Company: NeoStem (USA - NY)
Product: autologous CD34+ cells (NBS10)
Action
mechanism: cell therapy
Disease: ST Segment Elevation Myocardial Infarction
Therapeutic area: Cardiovascular diseases
Country: USA
Trial
details: PreSERVE AMI is a randomized, double-blind, placebo-controlled clinical trial of intracoronary infusion of autologous CD34 cells in patients with left ventricular dysfunction post-ST elevation myocardial infarction (STEMI). The trial included 161 subjects at 60 sites in the United States, randomized 1:1 between treatment and placebo arms. Eligible patients presented with acute STEMI, had successful stenting of the infarct-related artery and had left ventricular dysfunction 4 days after AMI. Primary endpoints include occurrence of SAEs and MACE (defined as cardiovascular death, re-infarction, heart failure hospitalization, and coronary revascularization) through 3 year follow-up, and 6-month change in myocardial perfusion (RTSS) measured quantitatively by gated SPECT myocardial perfusion imaging. Secondary endpoints include cardiovascular magnetic imaging resonance (CMR) to measure left ventricular ejection fraction (LVEF), left ventricular end-systolic volume (LVESV), left ventricular end-systolic diameter (LVEDV), and infarct size (baseline and six months). While 6 month and 12 month data have been collected, those data are subject to ongoing analysis, and results reported at this time are preliminary. There can be no assurance that further analysis may not reveal negative, or less promising, results. (NCT01495364)
Latest
news: * On March 16, 2015, NeoStem, a biopharmaceutical company developing novel cell based personalized medicine therapies, announced presentation of updated efficacy and safety results from the one-year follow-up for its Phase 2 PreSERVE study and additional analyses of certain functional tests at ACC.15, the American College of Cardiology’s 64th Annual Scientific Session and Expo, in San Diego, California. The one-year follow-up results are defined as all data accumulated until the last patient enrolled completed 12 month follow-up. Thus, the results actually represent data from patients with a median follow-up of 18 months.

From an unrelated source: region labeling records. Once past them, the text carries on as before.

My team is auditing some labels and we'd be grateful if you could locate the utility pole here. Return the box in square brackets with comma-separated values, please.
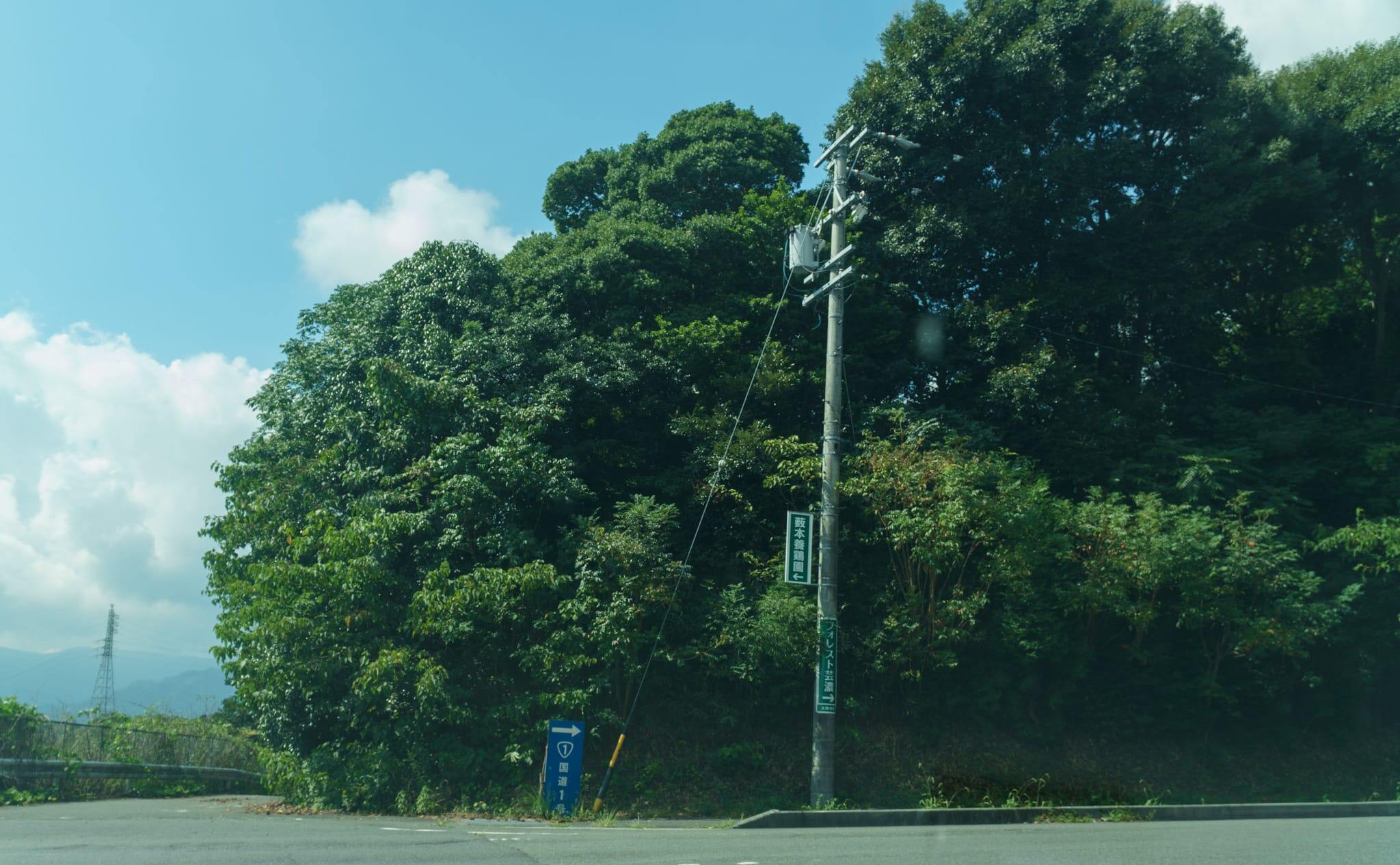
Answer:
[812, 144, 850, 808]
[788, 126, 918, 808]
[88, 605, 116, 715]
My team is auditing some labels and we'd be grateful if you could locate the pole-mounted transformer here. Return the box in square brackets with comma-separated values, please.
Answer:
[787, 225, 824, 276]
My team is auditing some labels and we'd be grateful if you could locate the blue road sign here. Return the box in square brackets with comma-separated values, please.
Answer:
[545, 721, 585, 814]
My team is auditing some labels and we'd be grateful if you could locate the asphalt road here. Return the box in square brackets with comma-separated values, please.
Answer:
[0, 797, 1400, 865]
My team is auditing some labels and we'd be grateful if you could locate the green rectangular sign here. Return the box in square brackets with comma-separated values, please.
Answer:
[783, 511, 812, 585]
[816, 618, 836, 715]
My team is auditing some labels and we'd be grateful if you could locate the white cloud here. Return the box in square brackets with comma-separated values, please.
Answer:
[0, 312, 267, 651]
[293, 168, 520, 288]
[1173, 0, 1400, 70]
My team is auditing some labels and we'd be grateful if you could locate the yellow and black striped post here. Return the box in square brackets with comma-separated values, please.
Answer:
[593, 733, 628, 813]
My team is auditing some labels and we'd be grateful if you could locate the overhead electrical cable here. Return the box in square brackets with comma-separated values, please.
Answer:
[592, 256, 792, 812]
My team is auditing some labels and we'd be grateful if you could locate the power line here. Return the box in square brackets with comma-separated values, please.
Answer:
[593, 258, 792, 812]
[1022, 322, 1400, 411]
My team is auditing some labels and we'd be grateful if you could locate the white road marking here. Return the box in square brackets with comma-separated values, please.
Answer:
[468, 829, 578, 836]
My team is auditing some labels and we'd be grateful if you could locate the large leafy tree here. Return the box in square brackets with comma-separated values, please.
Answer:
[207, 0, 1400, 810]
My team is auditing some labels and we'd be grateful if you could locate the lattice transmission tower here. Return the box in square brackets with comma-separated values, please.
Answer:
[88, 605, 116, 715]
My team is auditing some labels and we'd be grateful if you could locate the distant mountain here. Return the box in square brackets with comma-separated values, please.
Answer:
[0, 646, 234, 715]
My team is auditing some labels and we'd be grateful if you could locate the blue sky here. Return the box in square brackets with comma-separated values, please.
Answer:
[0, 0, 904, 367]
[0, 0, 1400, 654]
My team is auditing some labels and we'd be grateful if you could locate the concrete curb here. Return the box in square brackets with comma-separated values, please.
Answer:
[733, 802, 1400, 829]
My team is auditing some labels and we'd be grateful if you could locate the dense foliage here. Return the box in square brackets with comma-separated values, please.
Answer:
[207, 0, 1400, 810]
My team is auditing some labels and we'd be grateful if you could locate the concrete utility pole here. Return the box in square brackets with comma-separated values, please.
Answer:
[800, 126, 918, 808]
[812, 143, 850, 808]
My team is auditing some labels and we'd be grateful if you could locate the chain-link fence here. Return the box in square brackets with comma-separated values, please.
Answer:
[0, 718, 259, 773]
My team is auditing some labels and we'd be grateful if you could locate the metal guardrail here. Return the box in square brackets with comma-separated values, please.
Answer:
[0, 757, 262, 781]
[0, 718, 262, 781]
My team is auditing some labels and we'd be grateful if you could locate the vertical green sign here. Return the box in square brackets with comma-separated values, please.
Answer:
[816, 618, 836, 715]
[783, 511, 812, 585]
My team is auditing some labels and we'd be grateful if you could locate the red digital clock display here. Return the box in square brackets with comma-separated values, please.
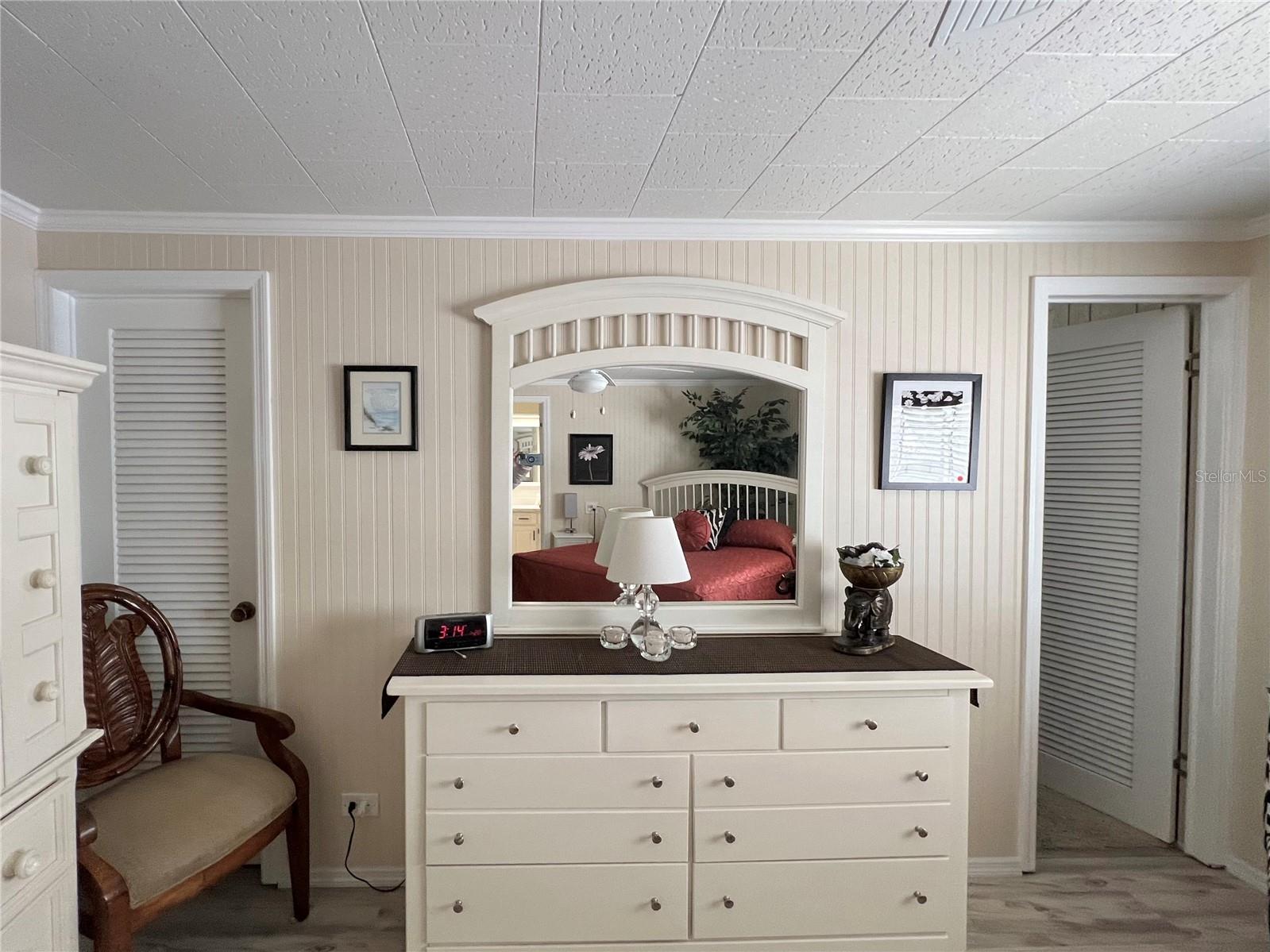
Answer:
[414, 615, 494, 651]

The PreSERVE study is NeoStem’s clinical trial evaluating NBS10 which is being developed to treat damaged heart muscle following an acute myocardial infarction. One-year follow-up safety data collected thus far supports the trial’s 6 month results presented at the American Heart Association’s Scientific Sessions in November 2014. The ACC presentation contained updated safety and exploratory efficacy data and additional analyses conducted on left ventricular ejection fraction (LVEF) data. Clinical Endpoint Committee adjudication of major adverse cardiac events (MACE) was performed on the 6 month data reported previously and was not performed for new events (occurring between 6 and 12 months). At 12-month follow-up, no meaningful safety or tolerance differences were observed between treatment and control groups. In this updated analysis, no additional deaths were reported in the treatment or control groups beyond those previously reported in the six month analysis. In addition, in post hoc subset analyses based on the number of cells patients received, serious adverse event (SAE) frequency continues to show numerical improvement at all cell doses when compared to control.
No additional SPECT data were collected at one year follow-up. As an exploratory measure of efficacy, PreSERVE looked at reduction of infarct size at six months. Patients receiving 20 million cells or more experienced a decrease in infarct size of 41% vs 24% for patients in the control group.
Based on the one-year follow-up results, the company and its scientific advisors believe that the study results suggest that intracoronary administration of autologous CD34+ cells appears safe and well-tolerated. These results also indicate a signal for a mortality benefit; and a signal for reduction in the frequency of serious adverse events (SAEs) in higher dose groups. The company will now determine the next steps for the development of this program in the second half of 2015.